There are three ways to read this:

  1. ZR captures intensity of experience, not outcome valence — the windows might produce above-baseline rates of BOTH peaks AND setbacks, which in a peak-only test looks like a negative signal.
  2. Our event-dating convention might not match ZR's activation logic. Nobel announcements lag the work by years; lottery wins are sharp but lottery buying is continuous.
  3. The doctrine might be wrong as stated, or at least overstated.

Either way, the data is what it is. We've updated our production scorer to treat ZR peak as a negative weight until replication in a different cohort tells us otherwise.

What this means for product

We build a forecasting app that predicts daily luck scores from a user's birth chart. The question we care about is: does the model actually put real lucky moments in the top part of its score distribution?

Before this study, our trained logistic regression produced ROC AUC=0.505 — essentially random — with several backwards-signed weights. After replacing it with a research-anchored theory prior (weights proportional to peak-vs-setback gap, signs fixed by the permutation study), the lottery backtest shows:

  • Mean same-day percentile: 0.693 (random = 0.500)
  • Top-quartile rate: 30.2% (random = 25%)
  • Top-decile rate: 15.1% (random = 10%)
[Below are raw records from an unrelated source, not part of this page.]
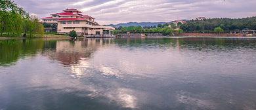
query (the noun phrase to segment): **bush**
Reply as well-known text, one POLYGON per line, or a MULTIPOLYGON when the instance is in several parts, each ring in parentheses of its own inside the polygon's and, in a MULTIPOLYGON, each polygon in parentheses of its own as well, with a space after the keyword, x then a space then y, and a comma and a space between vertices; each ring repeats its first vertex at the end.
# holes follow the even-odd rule
POLYGON ((72 37, 76 37, 77 36, 77 35, 76 34, 76 31, 74 29, 70 31, 70 34, 68 34, 68 35, 72 37))

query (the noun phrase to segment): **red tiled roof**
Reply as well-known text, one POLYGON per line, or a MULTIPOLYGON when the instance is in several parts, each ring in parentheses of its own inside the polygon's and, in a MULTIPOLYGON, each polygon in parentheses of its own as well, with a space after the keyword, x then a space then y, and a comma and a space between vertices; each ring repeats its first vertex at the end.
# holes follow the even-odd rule
POLYGON ((87 20, 81 18, 60 18, 58 19, 58 20, 60 21, 60 20, 87 20))
POLYGON ((83 15, 83 16, 82 16, 82 17, 83 17, 83 18, 94 18, 92 16, 90 16, 89 15, 83 15))
POLYGON ((57 13, 57 14, 60 14, 60 15, 77 15, 77 14, 74 14, 73 12, 60 12, 60 13, 57 13))
POLYGON ((53 18, 53 16, 51 16, 51 17, 43 18, 43 19, 51 19, 51 18, 53 18))

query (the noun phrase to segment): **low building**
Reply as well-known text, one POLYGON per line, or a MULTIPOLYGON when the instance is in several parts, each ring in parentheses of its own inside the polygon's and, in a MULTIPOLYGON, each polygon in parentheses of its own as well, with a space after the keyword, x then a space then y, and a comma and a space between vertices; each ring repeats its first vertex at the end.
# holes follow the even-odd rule
POLYGON ((82 12, 75 9, 67 9, 63 12, 52 14, 51 17, 43 18, 43 22, 47 24, 56 23, 57 33, 60 34, 68 34, 73 29, 77 35, 114 34, 114 28, 100 26, 95 22, 95 18, 83 15, 82 12))
POLYGON ((198 18, 196 18, 196 20, 203 20, 203 19, 206 19, 205 17, 198 17, 198 18))

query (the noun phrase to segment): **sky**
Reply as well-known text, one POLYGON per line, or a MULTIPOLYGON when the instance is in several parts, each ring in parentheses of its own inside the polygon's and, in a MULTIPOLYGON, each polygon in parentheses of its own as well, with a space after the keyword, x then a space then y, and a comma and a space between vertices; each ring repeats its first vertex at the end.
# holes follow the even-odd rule
POLYGON ((99 24, 256 16, 255 0, 12 0, 38 18, 77 9, 99 24))

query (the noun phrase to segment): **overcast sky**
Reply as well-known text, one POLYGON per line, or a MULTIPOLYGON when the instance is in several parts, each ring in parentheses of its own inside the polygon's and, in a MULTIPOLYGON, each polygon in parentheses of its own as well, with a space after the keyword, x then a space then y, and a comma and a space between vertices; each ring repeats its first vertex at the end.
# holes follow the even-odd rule
POLYGON ((246 18, 256 16, 255 0, 14 0, 30 14, 51 16, 77 9, 100 24, 171 22, 178 19, 246 18))

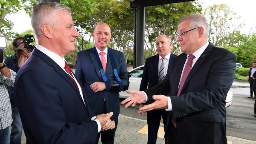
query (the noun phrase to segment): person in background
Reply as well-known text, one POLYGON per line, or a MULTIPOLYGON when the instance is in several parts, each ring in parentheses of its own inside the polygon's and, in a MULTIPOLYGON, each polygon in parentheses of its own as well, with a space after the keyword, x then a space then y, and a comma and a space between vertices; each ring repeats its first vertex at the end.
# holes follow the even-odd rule
POLYGON ((11 103, 6 85, 13 86, 16 76, 16 72, 9 69, 4 63, 0 63, 0 144, 9 144, 9 127, 13 122, 11 103))
MULTIPOLYGON (((6 66, 10 69, 17 73, 20 68, 23 65, 25 61, 31 55, 31 52, 24 48, 24 44, 22 37, 18 37, 15 39, 13 42, 13 48, 15 54, 10 57, 7 57, 4 61, 6 66), (18 48, 19 46, 19 48, 18 48), (17 49, 18 48, 18 49, 17 49)), ((13 87, 10 88, 10 100, 11 105, 13 122, 11 123, 11 129, 10 138, 10 144, 21 144, 21 135, 22 126, 20 116, 19 110, 16 106, 16 98, 13 95, 13 87)))
POLYGON ((250 96, 248 96, 248 98, 252 98, 254 93, 254 98, 252 98, 254 99, 256 99, 256 82, 255 82, 256 78, 253 76, 254 75, 256 74, 255 72, 256 72, 256 61, 254 61, 252 63, 252 67, 250 68, 247 76, 247 79, 250 83, 250 96))
POLYGON ((208 41, 203 16, 191 14, 178 23, 177 40, 183 53, 175 57, 171 70, 151 89, 126 90, 132 95, 121 103, 127 102, 126 107, 148 104, 141 111, 166 109, 168 144, 226 144, 225 100, 235 77, 236 55, 208 41))
POLYGON ((78 53, 76 76, 83 86, 93 113, 114 113, 111 119, 116 128, 101 133, 103 144, 113 144, 120 112, 119 92, 128 89, 128 72, 124 54, 108 46, 111 39, 109 26, 103 22, 97 24, 93 37, 94 47, 78 53))
POLYGON ((69 8, 45 2, 35 6, 31 23, 38 44, 20 68, 14 94, 28 144, 95 143, 113 129, 113 113, 95 115, 87 95, 64 56, 79 37, 69 8))
MULTIPOLYGON (((159 35, 156 43, 158 54, 146 60, 139 90, 145 90, 160 83, 167 70, 170 70, 173 61, 176 56, 171 52, 172 43, 169 36, 159 35)), ((145 115, 143 112, 141 113, 145 115)), ((147 112, 148 144, 156 143, 161 117, 164 126, 166 124, 167 115, 167 111, 164 109, 147 112)))

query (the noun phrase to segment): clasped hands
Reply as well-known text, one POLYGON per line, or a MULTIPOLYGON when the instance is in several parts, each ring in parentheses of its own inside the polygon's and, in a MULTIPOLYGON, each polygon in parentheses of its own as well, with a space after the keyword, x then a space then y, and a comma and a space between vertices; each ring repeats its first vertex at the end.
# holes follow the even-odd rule
MULTIPOLYGON (((126 108, 127 108, 131 105, 134 107, 137 104, 144 102, 146 100, 146 96, 144 93, 141 91, 126 90, 126 92, 132 95, 121 102, 122 104, 127 103, 124 106, 126 108)), ((153 95, 152 98, 155 100, 155 101, 149 105, 145 105, 140 107, 138 113, 142 114, 141 113, 145 111, 168 108, 168 99, 166 96, 163 95, 153 95)))
POLYGON ((94 93, 102 91, 106 89, 106 85, 105 83, 102 82, 95 82, 91 85, 90 87, 94 93))
POLYGON ((100 123, 100 129, 102 131, 113 129, 115 127, 115 121, 111 120, 110 118, 113 115, 113 112, 102 114, 97 116, 95 120, 98 120, 100 123))

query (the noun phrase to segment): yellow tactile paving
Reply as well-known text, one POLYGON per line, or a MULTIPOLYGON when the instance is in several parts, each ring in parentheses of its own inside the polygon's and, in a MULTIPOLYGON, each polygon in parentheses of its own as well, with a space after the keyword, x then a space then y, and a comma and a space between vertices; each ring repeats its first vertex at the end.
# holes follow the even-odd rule
MULTIPOLYGON (((137 132, 138 133, 148 135, 148 125, 146 124, 141 129, 137 132)), ((157 137, 159 138, 163 138, 165 136, 165 131, 163 130, 163 127, 159 127, 158 132, 157 133, 157 137)), ((231 140, 228 140, 228 144, 232 144, 231 140)))
MULTIPOLYGON (((144 135, 148 135, 148 125, 146 124, 141 129, 137 132, 138 133, 141 133, 144 135)), ((159 127, 158 132, 157 134, 157 137, 159 138, 163 138, 165 136, 165 132, 163 130, 163 127, 159 127)))

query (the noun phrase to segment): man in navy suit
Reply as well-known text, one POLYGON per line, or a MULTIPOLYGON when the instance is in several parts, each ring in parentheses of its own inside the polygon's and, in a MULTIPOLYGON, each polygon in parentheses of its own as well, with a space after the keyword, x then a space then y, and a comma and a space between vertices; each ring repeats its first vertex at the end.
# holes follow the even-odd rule
MULTIPOLYGON (((108 46, 111 38, 109 26, 100 23, 93 37, 95 46, 78 53, 76 76, 82 83, 95 114, 114 113, 116 128, 101 132, 103 144, 113 144, 120 112, 119 92, 128 89, 129 81, 124 54, 108 46)), ((99 133, 98 144, 100 134, 99 133)))
POLYGON ((115 123, 113 113, 94 116, 64 58, 79 36, 70 9, 42 3, 33 9, 32 24, 38 44, 19 70, 14 90, 27 143, 95 143, 98 133, 115 123))
MULTIPOLYGON (((159 35, 156 39, 156 44, 158 54, 146 60, 139 90, 150 88, 161 82, 176 57, 171 52, 172 43, 169 36, 159 35)), ((143 112, 141 113, 145 116, 143 112)), ((161 117, 163 118, 164 126, 165 126, 167 114, 164 109, 147 112, 148 144, 156 144, 156 142, 161 117)))
POLYGON ((252 98, 254 93, 254 98, 253 98, 255 99, 256 99, 256 80, 255 80, 256 78, 254 77, 254 75, 256 75, 256 61, 254 61, 252 63, 252 67, 250 68, 247 78, 250 83, 250 96, 248 98, 252 98))
POLYGON ((186 16, 179 24, 177 40, 184 53, 175 57, 171 70, 151 89, 127 90, 132 95, 122 103, 129 102, 126 107, 152 103, 140 108, 143 111, 166 109, 168 144, 227 144, 225 99, 234 78, 236 55, 207 41, 204 16, 186 16))

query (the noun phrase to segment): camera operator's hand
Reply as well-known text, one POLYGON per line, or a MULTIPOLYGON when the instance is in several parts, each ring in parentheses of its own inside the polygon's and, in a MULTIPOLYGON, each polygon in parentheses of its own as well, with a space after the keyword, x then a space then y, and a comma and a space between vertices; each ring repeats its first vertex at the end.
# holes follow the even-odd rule
POLYGON ((19 46, 18 46, 18 48, 20 50, 23 50, 23 49, 25 49, 24 48, 24 45, 25 44, 24 43, 20 44, 19 45, 19 46))
POLYGON ((20 67, 32 54, 32 52, 28 50, 26 48, 23 48, 22 51, 19 52, 19 58, 18 61, 18 66, 20 67))
POLYGON ((32 52, 31 52, 29 51, 26 48, 24 48, 22 52, 21 52, 21 54, 24 55, 27 57, 27 59, 29 57, 30 55, 31 55, 31 54, 32 54, 32 52))

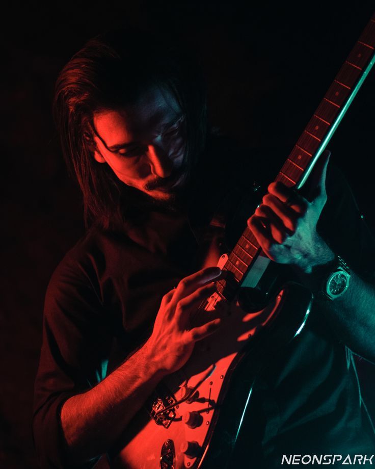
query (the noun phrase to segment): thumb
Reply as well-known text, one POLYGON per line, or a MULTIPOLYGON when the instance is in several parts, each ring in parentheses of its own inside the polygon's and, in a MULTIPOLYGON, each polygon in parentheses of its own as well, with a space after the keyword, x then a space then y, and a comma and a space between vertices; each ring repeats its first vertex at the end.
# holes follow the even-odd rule
POLYGON ((329 150, 325 150, 323 152, 301 190, 301 194, 310 202, 313 202, 317 198, 325 199, 327 197, 326 176, 330 157, 329 150))

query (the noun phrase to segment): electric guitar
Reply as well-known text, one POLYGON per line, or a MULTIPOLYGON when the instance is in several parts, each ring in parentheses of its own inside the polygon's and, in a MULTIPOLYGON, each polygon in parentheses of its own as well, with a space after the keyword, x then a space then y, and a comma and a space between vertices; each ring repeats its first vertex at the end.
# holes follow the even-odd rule
MULTIPOLYGON (((375 14, 276 180, 296 189, 305 184, 371 69, 374 48, 375 14)), ((154 390, 111 451, 111 467, 197 469, 229 464, 257 371, 267 356, 298 335, 311 304, 310 292, 289 283, 261 307, 245 315, 240 312, 233 301, 239 290, 255 291, 270 262, 248 228, 232 251, 221 257, 218 265, 227 276, 217 282, 216 292, 193 321, 194 325, 205 322, 213 311, 231 316, 223 318, 215 333, 197 343, 186 364, 154 390), (223 308, 227 302, 233 307, 223 308), (284 309, 287 314, 282 314, 284 309)))

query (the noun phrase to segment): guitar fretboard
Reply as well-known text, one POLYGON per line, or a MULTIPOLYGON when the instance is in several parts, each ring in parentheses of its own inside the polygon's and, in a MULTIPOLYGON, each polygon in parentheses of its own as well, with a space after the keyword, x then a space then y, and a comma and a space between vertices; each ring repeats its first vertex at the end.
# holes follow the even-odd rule
MULTIPOLYGON (((323 100, 302 133, 275 180, 300 189, 329 142, 375 61, 375 14, 366 25, 323 100)), ((231 273, 218 282, 218 292, 234 296, 261 248, 247 227, 223 268, 231 273)))

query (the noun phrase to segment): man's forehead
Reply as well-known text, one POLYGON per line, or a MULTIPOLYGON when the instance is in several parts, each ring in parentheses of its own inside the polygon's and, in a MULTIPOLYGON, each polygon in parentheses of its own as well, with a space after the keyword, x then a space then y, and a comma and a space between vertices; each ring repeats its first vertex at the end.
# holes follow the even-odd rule
POLYGON ((158 87, 149 89, 134 102, 118 110, 108 110, 94 115, 98 134, 108 146, 133 138, 148 130, 156 128, 181 113, 173 94, 158 87))

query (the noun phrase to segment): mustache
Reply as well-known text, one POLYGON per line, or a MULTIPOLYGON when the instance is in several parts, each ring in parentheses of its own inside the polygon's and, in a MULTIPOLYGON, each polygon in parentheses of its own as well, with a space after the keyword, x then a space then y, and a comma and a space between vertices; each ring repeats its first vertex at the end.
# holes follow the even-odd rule
POLYGON ((183 165, 177 170, 175 170, 167 177, 160 177, 158 176, 152 181, 150 181, 145 185, 144 188, 146 191, 153 191, 155 189, 163 189, 172 186, 173 183, 185 173, 186 171, 186 165, 183 165))

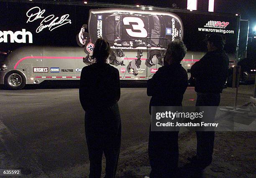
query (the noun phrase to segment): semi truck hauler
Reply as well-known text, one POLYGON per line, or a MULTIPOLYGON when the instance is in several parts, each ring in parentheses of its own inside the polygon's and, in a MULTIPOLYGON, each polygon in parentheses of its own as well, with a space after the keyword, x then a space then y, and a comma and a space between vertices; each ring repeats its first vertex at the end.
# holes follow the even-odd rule
POLYGON ((181 64, 189 77, 191 66, 206 51, 203 40, 213 33, 224 36, 226 51, 236 61, 239 16, 82 3, 0 0, 0 84, 20 89, 45 80, 79 80, 83 67, 95 62, 99 38, 110 43, 107 62, 120 80, 151 78, 176 40, 187 48, 181 64))

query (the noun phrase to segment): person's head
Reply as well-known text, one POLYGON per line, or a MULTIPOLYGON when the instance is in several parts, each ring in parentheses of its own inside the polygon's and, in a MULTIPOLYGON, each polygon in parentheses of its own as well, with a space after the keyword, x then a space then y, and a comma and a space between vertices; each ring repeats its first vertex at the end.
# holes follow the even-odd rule
POLYGON ((187 53, 187 47, 182 40, 174 40, 168 45, 164 61, 169 64, 180 63, 187 53))
POLYGON ((92 58, 96 62, 105 63, 110 53, 109 43, 102 38, 98 38, 94 45, 92 58))
POLYGON ((207 49, 208 51, 223 49, 225 42, 222 36, 217 34, 210 35, 205 39, 207 42, 207 49))

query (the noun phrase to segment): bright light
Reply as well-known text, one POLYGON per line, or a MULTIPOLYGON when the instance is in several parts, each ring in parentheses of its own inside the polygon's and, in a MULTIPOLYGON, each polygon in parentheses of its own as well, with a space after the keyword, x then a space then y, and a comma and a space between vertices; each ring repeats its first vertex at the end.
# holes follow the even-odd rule
POLYGON ((197 10, 197 0, 187 0, 187 9, 189 10, 197 10))
POLYGON ((209 0, 208 11, 209 12, 214 11, 214 0, 209 0))

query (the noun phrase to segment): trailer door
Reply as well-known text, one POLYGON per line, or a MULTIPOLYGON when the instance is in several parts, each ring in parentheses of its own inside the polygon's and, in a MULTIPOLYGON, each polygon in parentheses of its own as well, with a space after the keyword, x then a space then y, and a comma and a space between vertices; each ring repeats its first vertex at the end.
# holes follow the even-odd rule
POLYGON ((148 38, 147 38, 147 78, 152 77, 159 67, 164 66, 164 57, 167 47, 167 39, 148 38), (159 41, 163 45, 161 47, 155 47, 153 42, 159 41))

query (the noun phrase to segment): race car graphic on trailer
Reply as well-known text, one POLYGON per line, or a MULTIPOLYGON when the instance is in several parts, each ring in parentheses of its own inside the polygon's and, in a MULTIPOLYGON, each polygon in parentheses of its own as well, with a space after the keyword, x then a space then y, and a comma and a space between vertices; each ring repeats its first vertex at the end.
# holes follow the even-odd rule
POLYGON ((182 40, 184 33, 173 13, 123 8, 90 10, 88 29, 92 42, 102 37, 112 48, 121 49, 165 49, 166 39, 182 40))

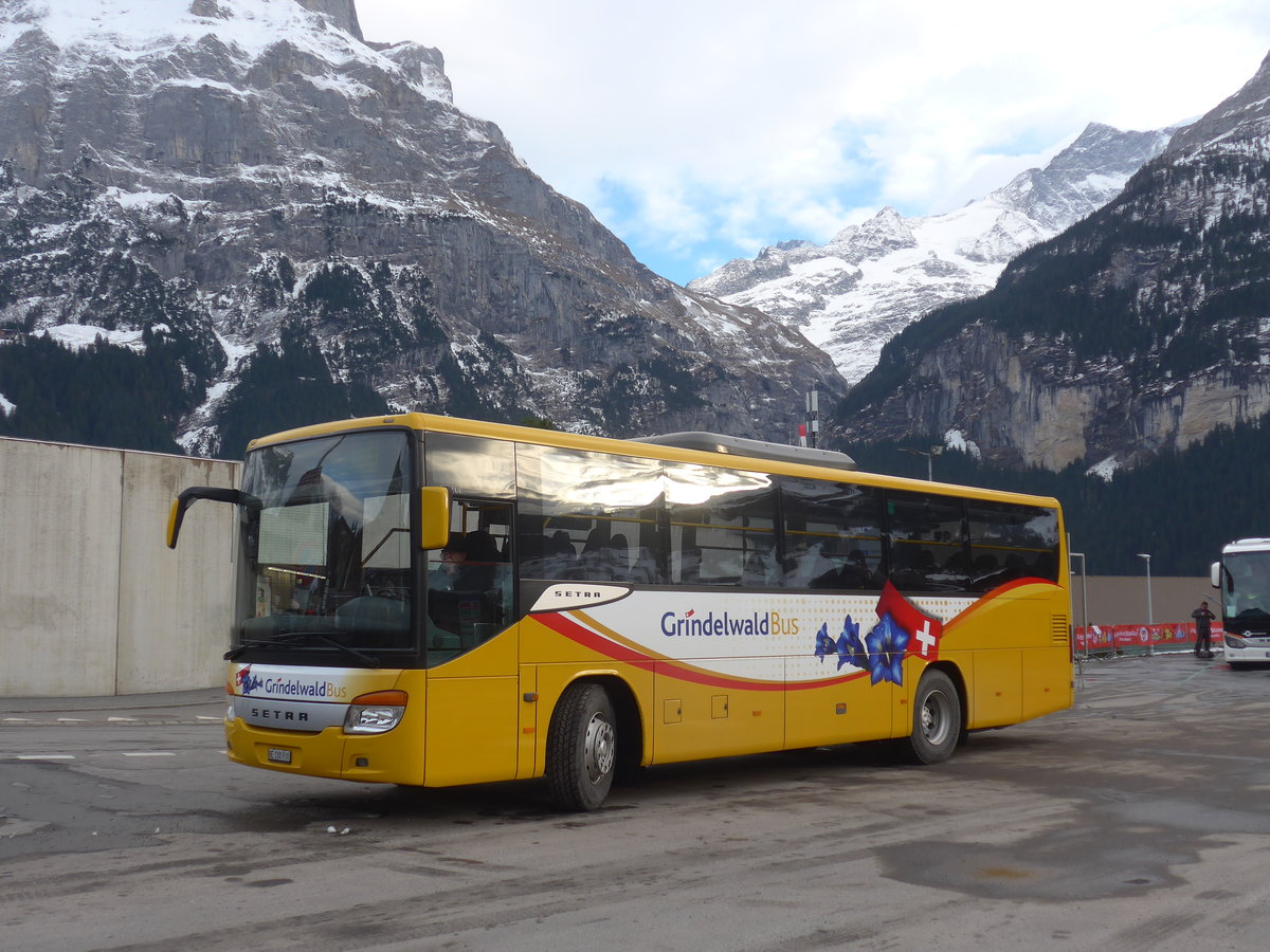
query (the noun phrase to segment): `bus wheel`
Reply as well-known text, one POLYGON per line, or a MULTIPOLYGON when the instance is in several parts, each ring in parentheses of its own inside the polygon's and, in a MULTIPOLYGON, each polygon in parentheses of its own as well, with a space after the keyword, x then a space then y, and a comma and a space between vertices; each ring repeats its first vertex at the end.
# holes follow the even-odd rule
POLYGON ((572 684, 551 713, 547 786, 564 810, 594 810, 613 786, 613 703, 599 684, 572 684))
POLYGON ((914 763, 942 763, 952 755, 960 736, 961 699, 951 678, 944 671, 926 671, 913 698, 913 734, 907 753, 914 763))

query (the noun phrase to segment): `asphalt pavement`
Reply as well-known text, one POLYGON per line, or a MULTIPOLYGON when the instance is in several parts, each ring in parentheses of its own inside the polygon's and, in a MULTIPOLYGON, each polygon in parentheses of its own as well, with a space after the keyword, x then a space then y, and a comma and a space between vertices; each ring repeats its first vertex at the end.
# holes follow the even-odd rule
POLYGON ((121 721, 203 724, 224 717, 224 687, 114 697, 0 697, 0 725, 121 721))

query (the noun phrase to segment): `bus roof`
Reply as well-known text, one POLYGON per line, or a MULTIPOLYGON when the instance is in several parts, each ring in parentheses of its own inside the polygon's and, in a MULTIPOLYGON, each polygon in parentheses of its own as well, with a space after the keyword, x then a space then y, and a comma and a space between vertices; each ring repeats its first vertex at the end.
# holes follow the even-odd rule
POLYGON ((1222 555, 1227 552, 1264 552, 1270 550, 1270 538, 1241 538, 1222 546, 1222 555))
POLYGON ((946 495, 968 496, 974 499, 1022 503, 1038 506, 1059 508, 1057 499, 1052 496, 1034 496, 1030 494, 1008 493, 1005 490, 982 489, 977 486, 963 486, 954 482, 928 482, 906 476, 886 476, 883 473, 870 473, 855 470, 855 461, 846 453, 834 451, 809 449, 804 447, 784 447, 790 451, 781 458, 745 456, 739 452, 739 447, 781 447, 780 443, 766 443, 765 440, 751 440, 740 437, 724 437, 719 434, 688 433, 667 434, 665 437, 645 437, 641 439, 615 439, 611 437, 591 437, 564 430, 549 430, 536 426, 517 426, 507 423, 488 423, 485 420, 469 420, 460 416, 439 416, 436 414, 408 413, 385 416, 364 416, 359 419, 331 420, 330 423, 300 426, 297 429, 283 430, 268 437, 260 437, 248 443, 248 449, 259 449, 274 443, 287 443, 297 439, 312 439, 333 433, 348 433, 351 430, 405 428, 414 430, 434 430, 438 433, 456 433, 469 437, 484 437, 486 439, 511 439, 522 443, 536 443, 538 446, 560 447, 563 449, 582 449, 601 453, 613 453, 616 456, 640 456, 652 459, 668 459, 674 462, 698 463, 701 466, 730 466, 738 470, 751 470, 756 472, 768 472, 785 476, 814 476, 826 480, 842 480, 843 470, 848 467, 842 462, 828 462, 831 458, 845 459, 852 470, 850 481, 866 486, 889 486, 912 493, 928 493, 937 489, 946 495), (678 444, 678 438, 690 437, 688 442, 700 446, 683 447, 678 444), (705 439, 701 439, 705 438, 705 439), (700 448, 714 442, 712 448, 700 448), (720 449, 719 447, 738 447, 720 449), (804 454, 810 454, 806 458, 804 454), (832 454, 832 456, 815 456, 832 454), (720 457, 724 457, 720 459, 720 457))

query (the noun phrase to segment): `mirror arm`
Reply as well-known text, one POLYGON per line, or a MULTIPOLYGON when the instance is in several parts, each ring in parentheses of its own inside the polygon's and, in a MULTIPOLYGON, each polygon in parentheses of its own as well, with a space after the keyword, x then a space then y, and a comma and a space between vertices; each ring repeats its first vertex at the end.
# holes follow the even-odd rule
POLYGON ((180 524, 185 520, 185 510, 194 504, 194 500, 210 499, 213 503, 234 503, 235 505, 249 505, 260 508, 260 500, 250 493, 225 486, 190 486, 182 490, 180 495, 173 500, 171 512, 168 514, 168 548, 177 547, 177 538, 180 536, 180 524))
That's a 51% lift over random at the top decile. The signal is small — astrology isn't a lottery-prediction engine — but it's real and it's measurable, and the statistical methodology that got us there won't embarrass us when a skeptic asks for replication.

What's next

  • Expand the cohort. N=266 peaks lets us detect Cohen's h ≈ 0.15; we need N≈400 for h ≈ 0.10. The AstroDataBank scrape has more raw material we haven't ingested yet.
  • Replicate the surprise findings. win_saturn_partile_any at p=0.038 in the lottery cohort is interesting but wasn't pre-registered — it gets a held-out replication before we trust it.
  • Subgroup robustness. Do these signals hold for day-chart vs night-chart, AA-Rodden vs A-Rodden, 20th vs 21st century births?

Raw outputs, scripts, and a full hypothesis-by-hypothesis table with effect sizes, p-values, and both BH and BY FDR correction are in findings-2026-04-17-10k-permutation.md and expanded_analysis_fast.json.